Classifying High-Frequency vs. Low-Frequency Demand SKUs

Most pharma and process-manufacturing supply chains run thousands of SKUs through demand planning. A smaller set of high-frequency or fast-moving SKUs drives much of the planning effort, inventory investment, and service-level risk. These are the items planners touch every cycle and where exception management tends to pay off.

Low-frequency SKUs, intermittent demand, and long-tail indications often require a different treatment. Applying the same forecasting intensity to every item can waste planning attention where it has little business impact and under-focus the items that carry the most risk.

The practical question is simple: can we systematically classify SKUs as high-frequency or low-frequency using their characteristics, rather than relying only on planner intuition? In machine learning terms, this is a supervised classification problem.

I worked through the workflow in Orange using a public retail customer-segmentation dataset from supply chain analytics coursework, then translated the method into a demand planning context. The SAP IBP analogue is straightforward: the target becomes SKU frequency class, and the features become demand volume, coefficient of variation, ABC class, plant, channel, lifecycle stage, therapeutic area, indication breadth, and other master-data or demand-history signals.

The first discipline is data typing. Product hierarchy, plant, ABC class, and channel may arrive as codes, but they are categorical variables. Treating them as continuous numbers can distort the model. In SAP planning terms, a serious ML overlay starts with the data dictionary, not the model.

The next discipline is visual exploration. Before fitting a model, I look for feature pairs and distributions that separate the classes in a way planners can recognize. For SKU classification, that may mean plotting mean demand against volatility by ABC class, or reviewing lifecycle and therapeutic-area distributions within the high-frequency group.

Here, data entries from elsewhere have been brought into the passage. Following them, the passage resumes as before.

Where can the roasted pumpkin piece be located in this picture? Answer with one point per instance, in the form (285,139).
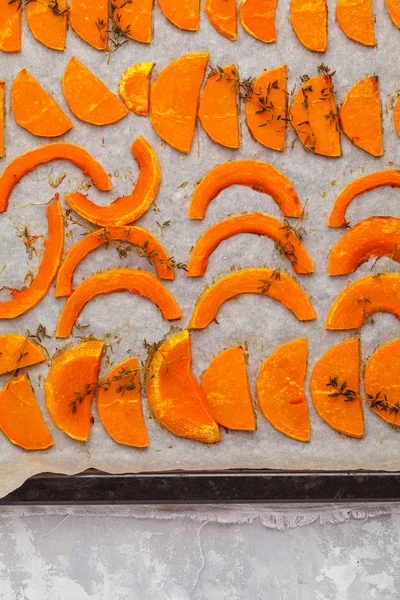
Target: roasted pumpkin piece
(280,390)
(258,19)
(125,209)
(266,282)
(34,109)
(266,110)
(226,387)
(258,175)
(70,386)
(174,99)
(290,245)
(23,301)
(175,397)
(119,404)
(21,419)
(88,98)
(364,297)
(335,388)
(360,116)
(356,20)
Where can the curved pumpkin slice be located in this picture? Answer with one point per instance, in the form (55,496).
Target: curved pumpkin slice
(364,297)
(129,208)
(255,223)
(20,417)
(48,22)
(174,99)
(252,281)
(174,395)
(134,87)
(315,118)
(260,176)
(227,390)
(258,19)
(222,15)
(32,295)
(89,19)
(309,20)
(88,98)
(119,404)
(374,237)
(266,110)
(356,20)
(70,386)
(25,163)
(341,408)
(117,280)
(17,351)
(34,109)
(360,116)
(280,390)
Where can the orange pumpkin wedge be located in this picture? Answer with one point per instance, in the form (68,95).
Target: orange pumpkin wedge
(125,209)
(119,405)
(10,26)
(258,19)
(117,280)
(363,298)
(218,110)
(266,110)
(25,163)
(356,20)
(176,399)
(255,223)
(222,15)
(340,408)
(252,281)
(26,300)
(34,109)
(70,386)
(88,98)
(134,88)
(174,99)
(360,116)
(21,419)
(280,390)
(309,19)
(315,118)
(17,351)
(373,237)
(89,19)
(48,22)
(260,176)
(226,387)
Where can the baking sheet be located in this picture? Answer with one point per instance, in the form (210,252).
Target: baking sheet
(259,324)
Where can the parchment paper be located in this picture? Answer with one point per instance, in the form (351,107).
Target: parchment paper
(259,324)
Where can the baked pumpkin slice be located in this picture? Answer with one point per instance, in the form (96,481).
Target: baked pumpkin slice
(117,280)
(226,387)
(364,297)
(27,299)
(34,109)
(125,209)
(21,419)
(373,237)
(260,176)
(288,243)
(175,397)
(119,404)
(280,390)
(70,386)
(266,282)
(335,388)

A decision tree is a useful first model because it is explainable. A planner or supply chain leader can read the split logic and challenge whether it makes business sense. For SKU classification, a reasonable tree might split first on demand volume or volatility, then refine by lifecycle stage or ABC class.

Model comparison still matters. Logistic regression, K-nearest neighbors, and random forest each behave differently. AUC is a more useful comparison metric than accuracy when classes are imbalanced, which is common in SKU portfolios where low-movers often outnumber fast-movers.

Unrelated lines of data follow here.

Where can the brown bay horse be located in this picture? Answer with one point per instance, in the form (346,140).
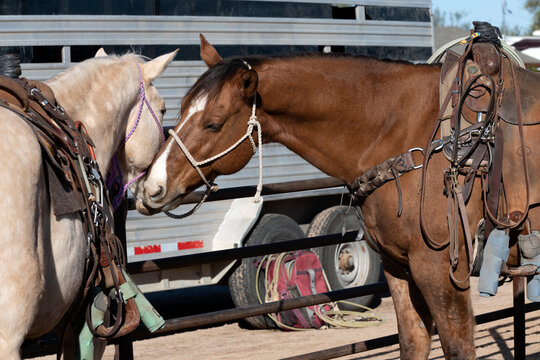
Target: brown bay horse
(344,115)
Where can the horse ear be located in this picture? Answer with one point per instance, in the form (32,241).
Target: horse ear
(101,53)
(154,68)
(248,84)
(209,53)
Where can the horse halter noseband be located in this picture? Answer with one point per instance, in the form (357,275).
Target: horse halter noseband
(210,186)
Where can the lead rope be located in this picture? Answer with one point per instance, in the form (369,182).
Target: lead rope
(211,187)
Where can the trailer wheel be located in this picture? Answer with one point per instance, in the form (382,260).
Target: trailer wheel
(271,228)
(349,264)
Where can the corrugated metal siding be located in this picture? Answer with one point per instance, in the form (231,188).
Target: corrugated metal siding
(174,30)
(279,163)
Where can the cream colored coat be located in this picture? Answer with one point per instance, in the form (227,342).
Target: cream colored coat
(42,256)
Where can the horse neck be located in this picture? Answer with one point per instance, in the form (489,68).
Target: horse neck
(345,115)
(101,104)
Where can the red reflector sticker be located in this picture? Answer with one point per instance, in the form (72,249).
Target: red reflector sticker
(150,249)
(197,244)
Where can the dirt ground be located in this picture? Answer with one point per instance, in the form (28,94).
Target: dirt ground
(493,340)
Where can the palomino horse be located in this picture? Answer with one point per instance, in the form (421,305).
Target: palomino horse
(43,256)
(344,115)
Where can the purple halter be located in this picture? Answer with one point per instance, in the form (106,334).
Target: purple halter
(115,173)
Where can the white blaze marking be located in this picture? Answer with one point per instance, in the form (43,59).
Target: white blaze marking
(158,175)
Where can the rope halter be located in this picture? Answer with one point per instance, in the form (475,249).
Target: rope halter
(210,186)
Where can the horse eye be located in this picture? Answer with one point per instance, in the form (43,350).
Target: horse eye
(214,126)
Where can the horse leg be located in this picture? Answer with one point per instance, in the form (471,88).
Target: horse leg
(451,308)
(414,321)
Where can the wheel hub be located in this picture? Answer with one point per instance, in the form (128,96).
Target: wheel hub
(346,261)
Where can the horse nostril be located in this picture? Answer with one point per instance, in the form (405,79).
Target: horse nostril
(157,193)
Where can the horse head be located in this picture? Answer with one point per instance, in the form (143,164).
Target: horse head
(211,137)
(120,108)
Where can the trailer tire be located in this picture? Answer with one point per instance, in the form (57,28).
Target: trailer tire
(271,228)
(364,265)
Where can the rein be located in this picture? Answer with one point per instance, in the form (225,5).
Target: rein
(211,186)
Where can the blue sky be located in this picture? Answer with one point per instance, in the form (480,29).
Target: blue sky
(488,10)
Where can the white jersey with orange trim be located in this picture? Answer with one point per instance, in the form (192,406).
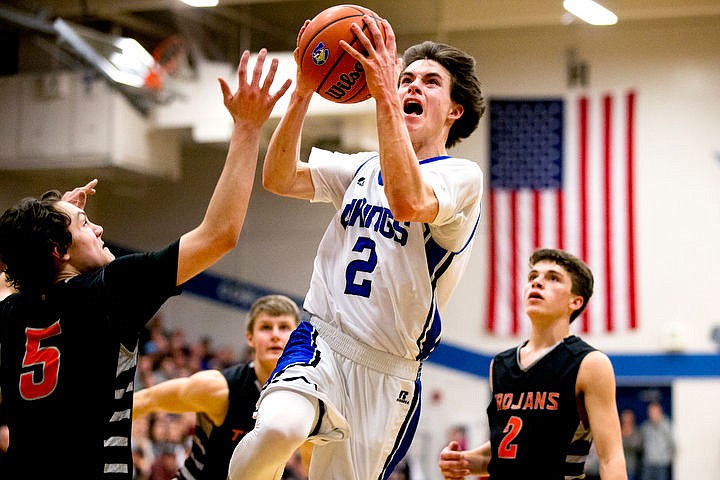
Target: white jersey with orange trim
(382,281)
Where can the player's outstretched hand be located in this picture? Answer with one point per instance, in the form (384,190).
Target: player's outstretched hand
(453,464)
(252,103)
(78,196)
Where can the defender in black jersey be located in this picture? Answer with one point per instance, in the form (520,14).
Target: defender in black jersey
(553,395)
(224,400)
(69,337)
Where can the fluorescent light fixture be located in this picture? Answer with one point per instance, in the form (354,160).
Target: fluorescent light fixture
(200,3)
(590,11)
(122,60)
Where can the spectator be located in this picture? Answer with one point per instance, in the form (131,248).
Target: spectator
(632,443)
(658,444)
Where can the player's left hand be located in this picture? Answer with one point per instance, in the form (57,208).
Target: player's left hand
(381,61)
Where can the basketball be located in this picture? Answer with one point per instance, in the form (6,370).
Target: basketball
(331,72)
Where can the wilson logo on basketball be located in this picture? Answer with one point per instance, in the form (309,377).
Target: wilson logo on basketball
(320,54)
(345,83)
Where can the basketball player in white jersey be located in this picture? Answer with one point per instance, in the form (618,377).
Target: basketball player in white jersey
(349,379)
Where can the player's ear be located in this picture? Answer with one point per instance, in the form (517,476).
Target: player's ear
(58,256)
(576,302)
(456,111)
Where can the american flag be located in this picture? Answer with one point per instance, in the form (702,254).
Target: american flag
(561,176)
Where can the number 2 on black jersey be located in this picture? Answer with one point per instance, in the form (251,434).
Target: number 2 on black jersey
(368,265)
(48,358)
(507,449)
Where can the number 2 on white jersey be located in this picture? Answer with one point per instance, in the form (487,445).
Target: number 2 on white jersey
(352,286)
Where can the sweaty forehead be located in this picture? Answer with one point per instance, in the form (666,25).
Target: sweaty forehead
(548,266)
(426,66)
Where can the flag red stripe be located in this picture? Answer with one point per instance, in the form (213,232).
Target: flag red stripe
(582,187)
(515,321)
(492,270)
(630,141)
(607,205)
(536,219)
(560,208)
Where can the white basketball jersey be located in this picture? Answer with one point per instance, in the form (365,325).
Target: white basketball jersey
(386,282)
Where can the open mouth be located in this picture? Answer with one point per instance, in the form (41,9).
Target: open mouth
(412,108)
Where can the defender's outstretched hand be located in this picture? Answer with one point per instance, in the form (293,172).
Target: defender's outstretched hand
(252,103)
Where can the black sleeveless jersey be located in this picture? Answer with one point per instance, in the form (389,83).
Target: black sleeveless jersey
(213,445)
(67,367)
(535,427)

The production lesson is governance. Model performance will change as the portfolio changes. A planning architecture needs retraining cadence, distribution-drift monitoring, champion/challenger comparison, and fallback logic when confidence drops. In regulated environments, silent model degradation is not acceptable.

The value of this work is not the model by itself. The value is translating planning problems into ML problems and then translating the model output back into SAP planning decisions that planners can trust, govern, and use.